Northern Territory Greenlights Major Australian Vanadium Project

By Chloe Lewis
The Northern Territory (NT) in Australia has signed a key project facilitation agreement with the Australian resource company TNG for a $850million mini...

The Northern Territory (NT) in Australia has signed a key project facilitation agreement with the Australian resource company TNG for a $850million mining resource project.

The Mount Peake Vanadium-Titanium-Iron Project, which will generate more than 17000 construction jobs, will be a state of the art metals processing facility located in the Alice Springs area of Northern Territory, Australia.

TNG’s Managing Director Paul Burton said the signing of the Project Facilitation Agreement with the NT Government marked another exciting milestone for the Mount Peake Project as it continued to advance towards development.

“The project has already been awarded Major Project Status in the Northern Territory, and this agreement is a further indication of the proactive and positive approach which the Northern Territory Government is adopting to help facilitate the development of this major new Australian resource project,” he said.

The $850m Mount Peake Iron-Vanadium-Titanium Project

First discovered in in 2008 when TNG outlined a magnetite-bearing gabbro containing high-grade vanadium, titanium and iron.
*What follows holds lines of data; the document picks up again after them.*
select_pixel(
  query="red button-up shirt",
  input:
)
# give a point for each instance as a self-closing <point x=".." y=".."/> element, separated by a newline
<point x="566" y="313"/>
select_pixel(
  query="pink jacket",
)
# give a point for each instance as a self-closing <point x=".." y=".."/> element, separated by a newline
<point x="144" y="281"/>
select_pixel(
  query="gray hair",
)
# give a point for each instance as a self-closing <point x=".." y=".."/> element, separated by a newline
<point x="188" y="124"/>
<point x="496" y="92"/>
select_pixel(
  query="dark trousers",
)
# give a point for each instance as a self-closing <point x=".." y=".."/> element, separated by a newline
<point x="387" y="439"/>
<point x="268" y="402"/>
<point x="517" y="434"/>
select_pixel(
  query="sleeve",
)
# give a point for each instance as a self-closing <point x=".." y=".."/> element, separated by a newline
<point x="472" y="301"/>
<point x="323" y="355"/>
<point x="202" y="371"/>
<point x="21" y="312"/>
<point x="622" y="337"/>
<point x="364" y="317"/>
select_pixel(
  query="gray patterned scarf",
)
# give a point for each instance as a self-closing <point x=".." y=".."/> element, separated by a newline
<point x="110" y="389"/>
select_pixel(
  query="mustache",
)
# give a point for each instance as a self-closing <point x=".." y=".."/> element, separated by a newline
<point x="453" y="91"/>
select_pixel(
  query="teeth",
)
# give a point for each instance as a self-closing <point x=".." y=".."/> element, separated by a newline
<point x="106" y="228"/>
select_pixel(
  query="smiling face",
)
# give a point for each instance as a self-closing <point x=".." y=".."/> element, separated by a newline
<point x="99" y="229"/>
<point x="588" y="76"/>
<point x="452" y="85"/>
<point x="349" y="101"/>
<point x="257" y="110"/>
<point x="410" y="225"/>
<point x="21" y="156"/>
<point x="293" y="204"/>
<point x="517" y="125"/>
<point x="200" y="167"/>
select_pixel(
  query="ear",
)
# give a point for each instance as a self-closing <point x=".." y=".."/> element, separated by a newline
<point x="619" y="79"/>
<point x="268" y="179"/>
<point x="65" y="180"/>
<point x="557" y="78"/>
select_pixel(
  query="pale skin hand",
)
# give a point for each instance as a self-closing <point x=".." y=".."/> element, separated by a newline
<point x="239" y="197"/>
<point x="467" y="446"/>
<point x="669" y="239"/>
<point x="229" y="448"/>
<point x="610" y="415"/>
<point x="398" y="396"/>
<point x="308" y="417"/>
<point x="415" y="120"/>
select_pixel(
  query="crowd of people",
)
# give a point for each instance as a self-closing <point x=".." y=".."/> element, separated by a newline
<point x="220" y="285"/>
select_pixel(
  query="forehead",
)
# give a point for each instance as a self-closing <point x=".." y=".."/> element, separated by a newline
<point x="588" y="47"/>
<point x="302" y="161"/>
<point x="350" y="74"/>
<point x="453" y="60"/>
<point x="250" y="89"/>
The mineralisation commences at shallow depths making the deposit readily amenable to open pit mining.

The PFA covers plans to develop the TIVAN metals refinery.

TIVAN is a new process designed primarily for extracting vanadium, preferably as vanadium pentoxide, from a titano-magnetite ore body, (a geological igneous rock formation that contains significant quantities of iron, titanium and vanadium), and also for separating the titanium and iron preferably as ferric oxide and titanium dioxide,

It is a unique method of extracting vanadium, with the original method consisting of a salt-roasting energy intensive, pyro metallurgical process.

Vanadium?

Vanadium is described by TNG as “miracle metal”, used to impart strength, hardness and water resistance to steel, in the manufacture of titanium alloys used in jet engines, airframes and other high-end specialty materials, and in the chemical industry, notably in batteries, plastic, glass and pigments.

Steel accounts for over 85 percent of vanadium demand, with consumption predicted to increase at similar rates to the growth of the global steel industry – driven by the rapid expansion of the Chinese economy and growing per capita use and intensity of use of steel in the BRIC economies (Brazil, Russia, India and China).